Огромный массив документов Чрезвычайной комиссии, а это главным образом стенограммы заседаний за 1943–1944 годы, хранится в Государственном архиве Российской Федерации. С этими материалами, откровенно говоря, никто еще серьезно не работал. А между тем пожелтевшие страницы с текстами, которые неровным шрифтом набивали усталые машинистки, сохранили непередаваемый дух военного времени. Знакомясь с ними, нельзя не заметить, что у членов комиссии тогда еще не было ясности в том, как разобраться в гигантских масштабах разграбленных и уничтоженных оккупантами богатств, а главное, как, хотя бы примерно, оценить стоимость потерь. Самые большие трудности возникли при разработке методики оценки разрушенных памятников архитектуры.

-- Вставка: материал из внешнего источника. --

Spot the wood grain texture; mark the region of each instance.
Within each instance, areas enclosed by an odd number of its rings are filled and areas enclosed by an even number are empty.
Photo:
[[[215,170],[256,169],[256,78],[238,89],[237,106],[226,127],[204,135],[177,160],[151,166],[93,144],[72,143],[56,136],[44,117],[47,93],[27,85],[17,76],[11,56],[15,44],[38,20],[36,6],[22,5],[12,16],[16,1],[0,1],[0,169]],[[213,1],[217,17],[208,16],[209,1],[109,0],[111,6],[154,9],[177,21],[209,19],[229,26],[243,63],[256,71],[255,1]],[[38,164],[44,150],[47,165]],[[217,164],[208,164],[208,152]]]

В качестве примера наиболее часто фигурировала уничтоженная немецкой артиллерией Спасо-Преображенская церковь на Нередице, один из самых замечательных памятников средневековой архитектуры и живописи XII века. Игорь Грабарь говорил, что взамен нее можно было бы «взять да привезти какой-то Реймский собор». Или, с учетом заведомой нереализуемости этой идеи, предлагал искать эквивалент в «Сикстинской мадонне». Стоимость Спасо-Преображенской церкви тогда представлялась ему сопоставимой со стоимостью «1 °Cикстинских мадонн».

Конечно, сегодня эти утверждения выглядят диковато, если не сказать – цинично. Но вспомним, в какое время работала комиссия. По стране, громыхая, катился тяжелой каток гитлеровской военной машины, оставляя за собой руины и дым пожарищ. Илья Эренбург в те дни писал: «Я призываю к ненависти!». Константин Симонов в раскаленных гневом стихах заклинал солдат истреблять фашистов: «Сколько раз ты увидишь его, столько раз и убей!». А Михаил Шолохов сборник своих военных очерков назвал «Наука ненависти». И это было точным отражением настроений, которыми жила страна, подвергшаяся самой жестокой агрессии в мировой истории.

Для разрядки замечу, что среди экспертов порой возникали и курьезные – с сегодняшней точки зрения – споры. Так, оценивая урон, причиненный мемориальным зданиям в Ленинграде, известный питерский архитектор Николай Белихов поставил в один ряд дома, в которых жили Некрасов и Ленин. «Должна быть разница между ними», – строго поправил академик Грабарь. «Где больше и где меньше?» – попросил уточнить Белихов, человек, видимо, смелый. «Конечно, для Ленина больше», – последовал ответ.

Заходила речь и о поразительном мужестве, которое проявляли советские люди, пытаясь защитить художественные сокровища народа. Об одном из таких случаев рассказал Грабарь. Фашисты вывозили из Пятигорска ценности, переправленные туда из Ростовского музея, но, по его словам, «благодаря фанатичной преданности трех музейных работников, которые жили под угрозой расстрела, часть ящиков была спасена и спрятана. Как их отблагодарить? Это настоящие герои, как на фронте. Они спасли Левитана, Репина…».

По инициативе Алексея Толстого был поднят вопрос об издании альбомов с изображением погибших памятников. Были намечены два издания – альбом для заграницы, содержащий 100–150 снимков большого размера «того, что было, и того, что осталось после разрушений», и скромное издание для советского читателя: «небольшие фотографийки, которые дают фактический материал».

В молодые годы Игорь Грабарь подолгу жил в Германии и хорошо знал сокровища немецких музеев. На одном из заседаний экспертного совета, рассматривая проблему возмещения наших потерь в сфере культуры, он говорил: «Мне казалось бы, что мы никоим образом не должны покушаться на такие экспонаты германских музеев, которые являются национальными памятниками самой Германии. Нам… важно получить то, что они успели собрать со всего света».